Similarly, we could also check for a continuous function on an open interval or a continuous function on an unbounded interval. And in fact, these conditions lead us to many counterexamples to the statement. And we can go through a few of these now. First, consider the constant function of one. And we can sketch the graph of this function on the coordinate plane. It’s a horizontal line of 𝑦 is equal to one. Since this is a constant function, we know it’s a continuous function. However, instead of considering this function on a closed bounded interval, we’ll consider this function on the entire set of real numbers, which is not a bounded set.

We can see in the definition of the function or from its graph that this has maxima and minima. The maximum value of this function is one and the minimum value is also one because all outputs of the function are one. So in particular, our function has a maximum value and it has a minimum value.

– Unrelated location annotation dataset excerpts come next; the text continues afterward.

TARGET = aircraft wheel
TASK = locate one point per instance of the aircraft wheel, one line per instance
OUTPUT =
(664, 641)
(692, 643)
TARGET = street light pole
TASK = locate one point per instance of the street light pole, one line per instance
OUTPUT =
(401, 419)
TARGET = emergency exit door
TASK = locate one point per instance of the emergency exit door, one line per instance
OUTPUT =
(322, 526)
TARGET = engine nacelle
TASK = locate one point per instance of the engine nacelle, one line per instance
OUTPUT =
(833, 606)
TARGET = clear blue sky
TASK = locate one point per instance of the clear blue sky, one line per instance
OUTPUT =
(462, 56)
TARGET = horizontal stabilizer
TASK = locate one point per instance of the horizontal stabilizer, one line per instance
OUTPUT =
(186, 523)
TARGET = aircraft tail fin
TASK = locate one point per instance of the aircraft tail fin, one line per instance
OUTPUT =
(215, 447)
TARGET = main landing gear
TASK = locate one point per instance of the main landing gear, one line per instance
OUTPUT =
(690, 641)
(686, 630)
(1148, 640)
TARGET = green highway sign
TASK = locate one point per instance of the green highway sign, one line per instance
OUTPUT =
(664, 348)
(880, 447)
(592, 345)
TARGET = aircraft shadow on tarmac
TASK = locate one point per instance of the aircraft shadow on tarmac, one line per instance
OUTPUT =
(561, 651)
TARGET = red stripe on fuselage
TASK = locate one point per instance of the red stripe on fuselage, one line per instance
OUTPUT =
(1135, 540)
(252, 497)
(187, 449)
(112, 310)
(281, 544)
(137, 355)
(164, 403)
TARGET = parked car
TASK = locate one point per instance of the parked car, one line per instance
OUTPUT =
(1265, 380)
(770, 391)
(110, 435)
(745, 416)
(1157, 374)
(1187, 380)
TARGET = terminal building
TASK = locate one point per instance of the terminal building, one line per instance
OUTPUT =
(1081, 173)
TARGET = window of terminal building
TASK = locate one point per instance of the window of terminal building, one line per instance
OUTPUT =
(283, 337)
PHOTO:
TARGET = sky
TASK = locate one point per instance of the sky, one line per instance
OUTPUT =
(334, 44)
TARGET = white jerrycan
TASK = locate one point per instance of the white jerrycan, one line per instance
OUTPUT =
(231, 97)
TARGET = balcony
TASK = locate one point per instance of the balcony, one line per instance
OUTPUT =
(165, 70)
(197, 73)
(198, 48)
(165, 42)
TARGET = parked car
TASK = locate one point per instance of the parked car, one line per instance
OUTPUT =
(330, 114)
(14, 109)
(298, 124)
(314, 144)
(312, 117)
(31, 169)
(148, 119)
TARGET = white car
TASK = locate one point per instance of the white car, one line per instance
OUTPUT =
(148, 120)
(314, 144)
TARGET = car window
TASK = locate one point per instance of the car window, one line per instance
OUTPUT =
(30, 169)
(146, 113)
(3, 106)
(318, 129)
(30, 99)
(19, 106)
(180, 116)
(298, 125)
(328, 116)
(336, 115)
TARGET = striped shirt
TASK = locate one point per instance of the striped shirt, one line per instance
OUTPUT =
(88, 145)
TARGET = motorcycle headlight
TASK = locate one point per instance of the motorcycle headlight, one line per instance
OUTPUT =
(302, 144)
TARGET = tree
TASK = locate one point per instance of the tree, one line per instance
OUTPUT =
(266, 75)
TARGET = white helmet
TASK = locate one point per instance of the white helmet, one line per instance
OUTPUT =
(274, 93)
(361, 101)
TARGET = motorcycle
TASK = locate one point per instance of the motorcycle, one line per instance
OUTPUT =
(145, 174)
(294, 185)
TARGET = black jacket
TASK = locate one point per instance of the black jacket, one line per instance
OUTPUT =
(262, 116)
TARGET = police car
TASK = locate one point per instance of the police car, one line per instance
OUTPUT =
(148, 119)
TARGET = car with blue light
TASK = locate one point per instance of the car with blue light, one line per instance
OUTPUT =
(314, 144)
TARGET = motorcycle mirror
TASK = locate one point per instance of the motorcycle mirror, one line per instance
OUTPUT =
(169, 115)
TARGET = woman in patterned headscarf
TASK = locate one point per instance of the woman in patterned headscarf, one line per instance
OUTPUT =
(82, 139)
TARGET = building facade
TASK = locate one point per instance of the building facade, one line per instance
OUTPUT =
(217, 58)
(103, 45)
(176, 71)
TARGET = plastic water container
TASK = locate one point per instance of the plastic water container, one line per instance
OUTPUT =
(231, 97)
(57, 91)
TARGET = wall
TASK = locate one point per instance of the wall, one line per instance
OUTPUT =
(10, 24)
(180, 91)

However, the statement we’re given in the question says that only continuous functions on closed bounded intervals will have this property. We’ve given a counterexample to this. This is a function on a nonbounded interval with this property. Therefore, we can show that the statement in the question is not a theorem because there’s a counterexample to the statement. We didn’t even need to recall the definition of the extreme value theorem.

It’s also worth noting we could’ve found a number of different counterexamples to all of the other conditions. For example, we could consider the same function on the open set from zero to one. This then gives us a continuous function on a bounded interval. However, it’s not a closed interval. And once again, we still have maxima and minima.

Finally, let’s show one more counterexample to the continuous function criterion of the statement.

Consider the following sketch of the piecewise-defined function 𝑦 is equal to 𝑓 of 𝑥, where 𝑓 of 𝑥 is one when 𝑥 is less than or equal to zero and 𝑓 of 𝑥 is equal to negative one when 𝑥 is greater than zero. We can see in the diagram of this function this is not a continuous function. There’s a jump discontinuity at 𝑥 is equal to zero. However, we can see from the diagram the maximum possible output of our function is one and the minimum possible output of our function is negative one. Therefore, this function has maximum and minimum values. However, it’s not a continuous function. So once again, the statement given to us in the question can’t be true.

Let’s now recall exactly what the extreme value theorem tells us. We recall the extreme value theorem tells us if 𝑓 is a real-valued continuous function on a closed interval from 𝑎 to 𝑏, then 𝑓 attains a maximum and a minimum value on the closed interval from 𝑎 to 𝑏. So the extreme value theorem does not give us a property that all functions with maximum and minimum values have. Instead, it’s a property that all continuous functions on closed bounded intervals have. Therefore, we were able to show the statement given to us in the question is false.